The x86 architecture supports virtual memory with an MMU consisting of a TLB and a hardware page table walker. The walker fills the TLB by traversing hierarchical page tables, in physical memory.
The Translation Lookaside Buffer (TLB) caches page table entries resolving to physical addresses. As the TLB fills up with entries performance of the system increases as it less frequently incurs the penalty of traversing the page table structures filling the page table entry in the TLB.
The VMM virtualizes the MMU of the CPU in the software using the virtual memory mechanisms of the host OS. The Guest OS uses the MMU to create virtual memory systems just as it will on a physical machine and the VMM managed MMU keeps the memory of the guest OS isolated from the host OS implicitly providing security and isolation. Virtualizing the MMU in software is a difficult task, it involves using the host’s virtual memory mechanisms to build a TLB in software. Software TLBs are built using Shadow Page Tables, it is inefficient and one of the reasons why software virtualization is not performant.

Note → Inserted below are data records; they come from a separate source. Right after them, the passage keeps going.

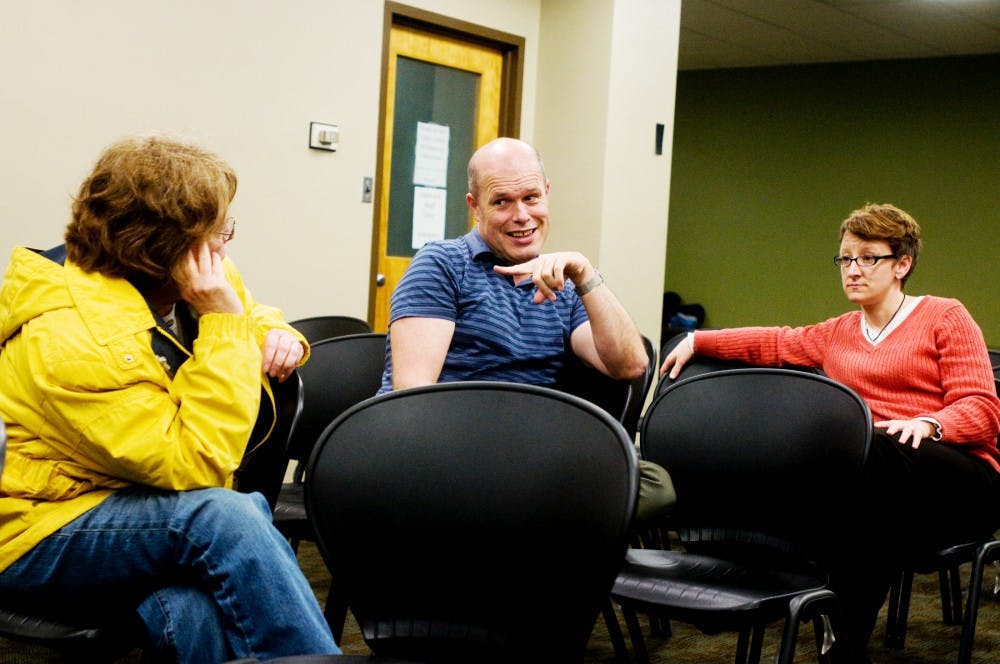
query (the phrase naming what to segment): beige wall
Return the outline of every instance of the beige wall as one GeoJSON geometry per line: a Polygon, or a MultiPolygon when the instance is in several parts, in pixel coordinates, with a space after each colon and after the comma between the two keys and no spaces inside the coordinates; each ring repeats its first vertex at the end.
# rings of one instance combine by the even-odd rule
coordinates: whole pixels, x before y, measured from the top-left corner
{"type": "Polygon", "coordinates": [[[679,26],[679,0],[542,3],[535,133],[552,182],[549,248],[589,256],[656,347],[679,26]]]}
{"type": "MultiPolygon", "coordinates": [[[[408,4],[525,38],[521,135],[537,137],[555,213],[573,219],[558,242],[585,246],[643,332],[658,332],[669,152],[655,164],[648,155],[654,118],[673,113],[679,1],[408,4]],[[596,89],[593,68],[604,72],[596,89]],[[575,135],[581,108],[586,133],[575,135]],[[656,191],[646,200],[621,200],[647,187],[656,191]],[[573,207],[581,196],[586,214],[573,207]],[[636,288],[645,277],[626,269],[639,264],[655,284],[648,294],[636,288]]],[[[288,318],[367,317],[373,209],[361,185],[375,173],[383,9],[379,0],[0,0],[0,270],[15,245],[61,241],[70,196],[105,145],[161,129],[236,168],[231,255],[259,300],[288,318]],[[310,121],[339,125],[336,153],[308,149],[310,121]]]]}

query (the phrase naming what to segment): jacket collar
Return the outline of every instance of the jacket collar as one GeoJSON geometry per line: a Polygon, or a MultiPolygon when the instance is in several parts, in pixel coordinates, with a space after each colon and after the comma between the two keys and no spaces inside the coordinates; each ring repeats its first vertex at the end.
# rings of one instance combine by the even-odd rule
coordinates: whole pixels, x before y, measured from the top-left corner
{"type": "Polygon", "coordinates": [[[156,326],[153,312],[127,280],[84,272],[66,261],[66,286],[94,339],[107,344],[156,326]]]}

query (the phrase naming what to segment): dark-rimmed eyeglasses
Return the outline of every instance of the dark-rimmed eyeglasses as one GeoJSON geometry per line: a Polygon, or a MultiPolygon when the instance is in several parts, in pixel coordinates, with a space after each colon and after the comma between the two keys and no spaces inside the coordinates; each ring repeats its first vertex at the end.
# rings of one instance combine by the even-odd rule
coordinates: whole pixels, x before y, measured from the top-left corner
{"type": "Polygon", "coordinates": [[[850,256],[834,256],[833,264],[841,270],[846,270],[851,266],[851,263],[857,263],[858,267],[873,267],[882,259],[895,257],[896,254],[886,254],[885,256],[855,256],[854,258],[851,258],[850,256]]]}
{"type": "Polygon", "coordinates": [[[226,228],[228,230],[219,231],[218,233],[223,242],[229,242],[236,235],[236,217],[229,217],[226,219],[226,228]]]}

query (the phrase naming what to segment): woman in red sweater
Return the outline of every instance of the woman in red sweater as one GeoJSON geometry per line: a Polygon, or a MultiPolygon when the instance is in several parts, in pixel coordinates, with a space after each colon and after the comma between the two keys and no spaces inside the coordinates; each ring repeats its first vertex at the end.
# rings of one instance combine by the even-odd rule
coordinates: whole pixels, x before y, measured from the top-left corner
{"type": "Polygon", "coordinates": [[[904,292],[920,248],[920,226],[903,210],[855,210],[834,262],[859,310],[798,328],[694,332],[660,368],[674,379],[696,352],[814,367],[868,404],[876,431],[865,486],[846,517],[851,532],[826,542],[859,660],[894,563],[1000,527],[1000,400],[986,342],[958,300],[904,292]]]}

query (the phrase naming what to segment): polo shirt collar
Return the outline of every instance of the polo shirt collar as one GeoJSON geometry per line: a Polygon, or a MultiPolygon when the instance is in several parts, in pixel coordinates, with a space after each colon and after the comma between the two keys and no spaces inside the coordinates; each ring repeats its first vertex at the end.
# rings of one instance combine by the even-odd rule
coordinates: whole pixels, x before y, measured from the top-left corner
{"type": "Polygon", "coordinates": [[[479,234],[479,229],[473,227],[471,231],[462,236],[465,240],[465,246],[469,249],[469,254],[472,256],[473,260],[484,260],[494,265],[502,265],[504,261],[500,260],[500,257],[493,253],[489,245],[486,244],[486,240],[483,236],[479,234]]]}
{"type": "Polygon", "coordinates": [[[486,240],[483,236],[479,234],[479,228],[476,226],[472,227],[472,230],[462,236],[465,240],[465,246],[469,250],[469,255],[472,256],[473,260],[481,260],[492,265],[508,265],[509,263],[504,259],[493,253],[490,246],[486,244],[486,240]]]}

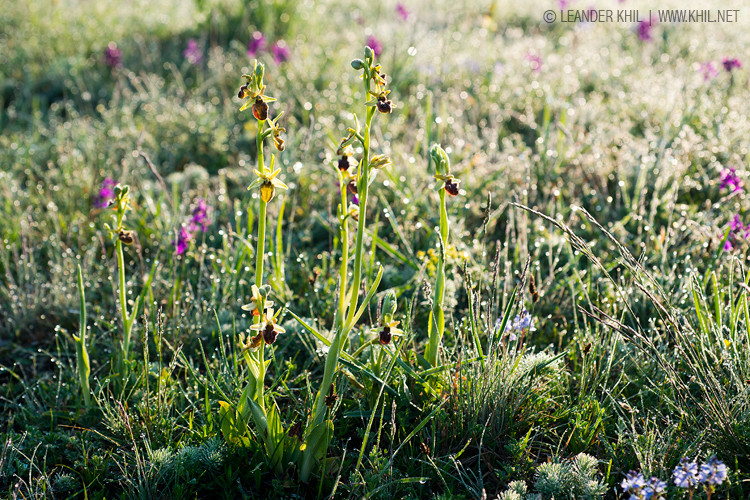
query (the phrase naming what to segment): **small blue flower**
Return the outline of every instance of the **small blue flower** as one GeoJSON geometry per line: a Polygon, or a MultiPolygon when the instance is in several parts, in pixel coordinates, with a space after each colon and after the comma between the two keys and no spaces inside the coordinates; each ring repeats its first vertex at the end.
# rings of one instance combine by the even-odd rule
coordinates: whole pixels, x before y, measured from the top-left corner
{"type": "Polygon", "coordinates": [[[672,477],[679,488],[692,488],[698,484],[698,464],[682,458],[680,465],[674,468],[672,477]]]}
{"type": "Polygon", "coordinates": [[[646,488],[651,490],[652,493],[664,493],[667,491],[667,483],[658,477],[652,477],[648,480],[646,488]]]}
{"type": "Polygon", "coordinates": [[[700,482],[708,483],[710,485],[721,484],[727,478],[727,466],[713,456],[708,459],[708,462],[701,465],[700,470],[700,482]]]}
{"type": "MultiPolygon", "coordinates": [[[[502,319],[498,319],[495,323],[495,329],[500,328],[500,324],[502,323],[502,319]]],[[[521,311],[521,314],[517,314],[515,318],[513,318],[513,321],[509,321],[507,325],[505,325],[505,333],[508,334],[508,338],[510,340],[516,340],[517,333],[524,333],[524,332],[533,332],[536,330],[534,328],[534,319],[531,317],[531,313],[524,309],[521,311]]]]}
{"type": "Polygon", "coordinates": [[[646,479],[640,472],[631,470],[625,475],[625,479],[622,480],[620,486],[626,493],[640,493],[641,488],[646,486],[646,479]]]}

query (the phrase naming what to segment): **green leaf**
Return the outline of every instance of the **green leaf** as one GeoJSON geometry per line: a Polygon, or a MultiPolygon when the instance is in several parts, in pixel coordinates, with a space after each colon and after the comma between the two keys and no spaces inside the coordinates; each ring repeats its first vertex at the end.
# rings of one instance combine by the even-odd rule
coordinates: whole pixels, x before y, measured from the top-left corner
{"type": "Polygon", "coordinates": [[[367,292],[367,295],[365,296],[365,299],[362,301],[362,304],[359,306],[357,313],[352,318],[351,323],[349,323],[344,328],[344,331],[348,332],[349,330],[351,330],[351,328],[357,324],[357,321],[359,321],[359,318],[362,317],[364,312],[367,310],[367,306],[370,304],[370,301],[372,300],[373,295],[375,295],[375,292],[378,290],[378,285],[380,285],[380,280],[382,277],[383,277],[383,266],[380,266],[380,269],[378,270],[378,274],[377,276],[375,276],[375,281],[370,287],[370,290],[367,292]]]}

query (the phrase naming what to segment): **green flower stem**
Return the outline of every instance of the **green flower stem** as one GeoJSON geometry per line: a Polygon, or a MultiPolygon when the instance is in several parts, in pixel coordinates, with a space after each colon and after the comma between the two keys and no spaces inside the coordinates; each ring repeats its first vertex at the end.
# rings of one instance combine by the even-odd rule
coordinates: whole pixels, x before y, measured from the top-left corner
{"type": "MultiPolygon", "coordinates": [[[[263,121],[258,120],[258,134],[255,137],[257,150],[258,150],[258,172],[266,173],[266,166],[263,160],[263,121]]],[[[263,261],[266,254],[266,206],[268,203],[263,201],[262,196],[258,196],[258,244],[255,247],[255,286],[260,288],[263,286],[263,261]]],[[[263,307],[258,309],[263,311],[263,307]]],[[[257,325],[262,320],[263,315],[260,314],[255,317],[255,324],[257,325]]],[[[264,361],[264,346],[261,346],[257,350],[257,362],[258,362],[258,380],[255,384],[256,390],[256,401],[260,405],[261,409],[265,413],[265,377],[266,377],[266,364],[264,361]]]]}
{"type": "MultiPolygon", "coordinates": [[[[365,80],[365,95],[369,95],[370,79],[365,80]]],[[[354,276],[352,278],[352,297],[347,312],[346,325],[353,327],[352,320],[359,302],[359,287],[362,284],[362,248],[365,239],[365,226],[367,219],[367,192],[370,182],[370,125],[375,115],[375,108],[367,108],[367,120],[365,121],[364,141],[362,142],[362,163],[360,163],[359,175],[357,176],[357,196],[359,197],[359,222],[357,223],[357,240],[354,247],[354,276]]],[[[349,332],[346,332],[347,334],[349,332]]]]}
{"type": "Polygon", "coordinates": [[[440,190],[440,252],[438,254],[435,299],[430,312],[430,338],[425,357],[433,367],[438,364],[438,347],[445,332],[445,252],[448,245],[448,212],[445,206],[445,189],[440,190]]]}
{"type": "Polygon", "coordinates": [[[78,379],[81,384],[83,401],[86,406],[90,406],[91,389],[89,387],[89,375],[91,374],[91,367],[89,364],[89,353],[86,349],[86,294],[83,288],[83,272],[81,271],[80,265],[78,266],[78,291],[81,295],[80,328],[78,331],[78,337],[74,337],[76,341],[76,354],[78,361],[78,379]]]}
{"type": "Polygon", "coordinates": [[[130,321],[128,315],[128,304],[127,289],[125,284],[125,256],[122,252],[122,242],[118,239],[115,243],[115,252],[117,253],[117,274],[120,283],[120,316],[122,316],[122,357],[123,360],[128,358],[128,352],[130,351],[130,331],[132,330],[133,323],[130,321]]]}
{"type": "MultiPolygon", "coordinates": [[[[365,88],[365,99],[369,98],[370,95],[370,76],[367,71],[364,75],[364,88],[365,88]]],[[[341,355],[341,349],[344,347],[344,340],[349,335],[349,330],[354,326],[354,315],[357,311],[357,304],[359,302],[359,287],[362,284],[362,248],[364,246],[364,234],[367,219],[367,192],[370,177],[370,126],[372,119],[375,116],[375,108],[367,106],[367,114],[365,120],[364,136],[362,137],[362,148],[363,155],[362,161],[359,164],[357,171],[357,196],[359,197],[359,221],[357,223],[357,237],[354,247],[354,274],[352,276],[351,284],[351,298],[349,301],[349,308],[346,311],[346,321],[344,321],[344,302],[346,300],[346,274],[347,274],[347,261],[349,259],[349,230],[346,221],[342,224],[342,263],[340,273],[339,287],[339,314],[338,321],[335,327],[335,335],[331,346],[328,349],[326,355],[325,370],[323,372],[323,380],[320,384],[320,389],[315,396],[315,407],[313,410],[313,416],[308,425],[308,433],[305,437],[305,443],[309,444],[314,440],[316,436],[313,436],[313,430],[319,429],[319,432],[323,432],[321,424],[325,421],[327,407],[325,405],[325,397],[331,388],[333,383],[333,376],[338,368],[339,356],[341,355]]],[[[342,182],[343,184],[343,182],[342,182]]],[[[346,207],[346,190],[342,190],[342,211],[346,207]]],[[[342,213],[345,217],[346,213],[342,213]]],[[[312,467],[315,461],[313,456],[313,450],[306,449],[305,454],[302,458],[302,466],[300,468],[300,479],[303,482],[307,482],[312,472],[312,467]]]]}
{"type": "Polygon", "coordinates": [[[339,312],[336,317],[336,326],[343,326],[346,314],[346,278],[349,267],[349,204],[346,201],[347,186],[345,179],[341,177],[341,266],[339,268],[339,312]]]}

Hardware virtualization extensions virtualize the hardware MMU and the TLB for the Guest OS, Intel VT-x provides this in the form of the Extended Page Table (EPT). Intel x86 CPU’s provides the %CR3 register which contains the pointer to the hardware page table and hardware instructions which can walk the page table and read the required page. EPT virtualizes the %CR3 register via an EPT Pointer (EPTPTR) for each virtual machine and provides individual hardware walked page tables.